What's most intriguing is how successfully and powerfully Harrington universalizes in her unique journey the obsessive, altered states of mind that life and death crises thrust upon us: when the entire world becomes an intensified projection of hopes, fears, and search for meaning, and everyday objects take on symbolic significance, events assuming mythical proportion burgeoning omens, approaching the mystical.

Like the skein of time, the long strand of small intestine is "unspooled" from her donor and "rewound" inside her abdomen that her "future's future" and she "would keep going." As she speculates about the circumstances of his death and fantasizes about his identity, Harrington's pathos is almost like that of an adopted child that yearns to know its birth mother. In the opening poem, she imagines his hands "arranged over vacancy" and suggests the reader imagine her own chilly hands, just as, in the next, her limbs are arranged in preparation for the operation that will give her a chance of survival. In another poem, post-surgical pills have star names: Cytovene, Reglan; a blood thinner bruises her skin with "breath taking sunsets."
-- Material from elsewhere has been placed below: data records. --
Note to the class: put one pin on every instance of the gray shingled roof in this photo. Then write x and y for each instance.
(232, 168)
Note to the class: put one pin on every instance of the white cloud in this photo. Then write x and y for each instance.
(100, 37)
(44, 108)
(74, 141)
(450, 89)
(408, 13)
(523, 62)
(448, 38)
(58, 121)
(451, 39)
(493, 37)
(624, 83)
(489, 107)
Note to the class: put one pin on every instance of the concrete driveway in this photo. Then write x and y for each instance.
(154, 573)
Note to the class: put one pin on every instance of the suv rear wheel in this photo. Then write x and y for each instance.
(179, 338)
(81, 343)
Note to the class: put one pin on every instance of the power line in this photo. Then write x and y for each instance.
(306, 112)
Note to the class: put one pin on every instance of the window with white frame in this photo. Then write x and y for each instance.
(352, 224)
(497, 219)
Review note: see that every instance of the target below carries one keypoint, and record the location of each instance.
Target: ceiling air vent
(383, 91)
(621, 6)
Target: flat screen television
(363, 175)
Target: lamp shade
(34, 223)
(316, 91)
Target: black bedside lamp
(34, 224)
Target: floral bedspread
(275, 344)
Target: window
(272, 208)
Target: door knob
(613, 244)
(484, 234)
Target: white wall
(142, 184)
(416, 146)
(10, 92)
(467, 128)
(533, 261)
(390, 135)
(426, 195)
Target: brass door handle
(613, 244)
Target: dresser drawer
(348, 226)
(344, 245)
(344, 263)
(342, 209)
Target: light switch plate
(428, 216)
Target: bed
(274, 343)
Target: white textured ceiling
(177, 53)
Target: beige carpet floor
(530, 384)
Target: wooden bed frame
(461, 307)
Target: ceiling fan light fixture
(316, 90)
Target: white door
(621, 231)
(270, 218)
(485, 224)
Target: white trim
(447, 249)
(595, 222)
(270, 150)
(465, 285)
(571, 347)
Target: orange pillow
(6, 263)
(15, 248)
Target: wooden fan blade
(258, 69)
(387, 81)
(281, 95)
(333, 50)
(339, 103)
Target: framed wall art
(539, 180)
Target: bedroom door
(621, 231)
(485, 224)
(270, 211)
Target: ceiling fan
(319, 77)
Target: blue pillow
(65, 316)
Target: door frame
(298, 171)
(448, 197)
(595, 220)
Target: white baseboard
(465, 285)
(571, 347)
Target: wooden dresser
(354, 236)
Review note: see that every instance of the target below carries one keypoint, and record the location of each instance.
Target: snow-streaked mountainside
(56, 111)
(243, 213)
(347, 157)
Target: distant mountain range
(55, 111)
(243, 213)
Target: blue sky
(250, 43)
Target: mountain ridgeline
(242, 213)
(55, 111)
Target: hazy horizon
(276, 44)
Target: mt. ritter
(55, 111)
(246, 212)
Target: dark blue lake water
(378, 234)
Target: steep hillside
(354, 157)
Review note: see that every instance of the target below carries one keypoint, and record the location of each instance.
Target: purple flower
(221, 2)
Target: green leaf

Often Harrington's metaphors and imagery are multi-layered, even delightfully contradictory. A lost pair of sandals that represent a romantic past are at once talisman ("When I slipped them on, I was someone else.") and sentimental, however bitter, reminder of what's missing ("the ones I wore … before he disappeared"). The lights of the hospital ICU are always on, as they are "in a gambling casino or interrogation room." What more economical and vivid way to convey the duality of thrilling high-stakes risk, of beating the odds, up against the fear, menace, and invasiveness of major surgery?

Harrington somehow simultaneously explodes each moment as she contracts it. These poems are intimate, exquisite, and broad-minded, philosophical. For all their earthiness, they never bog into the prosaic, nor, at their most expansive and subtle, float into mere abstraction. They are firmly grounded, rooted in familiar relationships that add elements of wry humor and uplift. While on a business trip, the doctor she consults to learn about her condition notices underwear spilling out of her valise and asks if she'll be staying. Later, as her surgeon, he'll tell everyone on the ward that she's a pain in the ass. Her mother shows up bedside with a book of crosswords, Rubik's Cube, and glow-in-the-dark digital solitaire. Funny and real. Profound yet buoyant.

Though she says there are but two weathers in her life: rain and not rain, a recurring image of light pervades. "You must keep the sun as your guide as if it were attached to you, like a balloon. Like the body. Warm, but not too." And, in the end, we see, "it makes all the difference how you survive."


Brant Lyon is a poet, fiction writer, and musician. He is senior editor for Uphook Press and producer and host for Hydrogen Jukebox, a reading series in NYC where poets recite with an improvisational band. A collection of his poetry, You Are White Inside, will be published Fall 2011 by Three Rooms Press.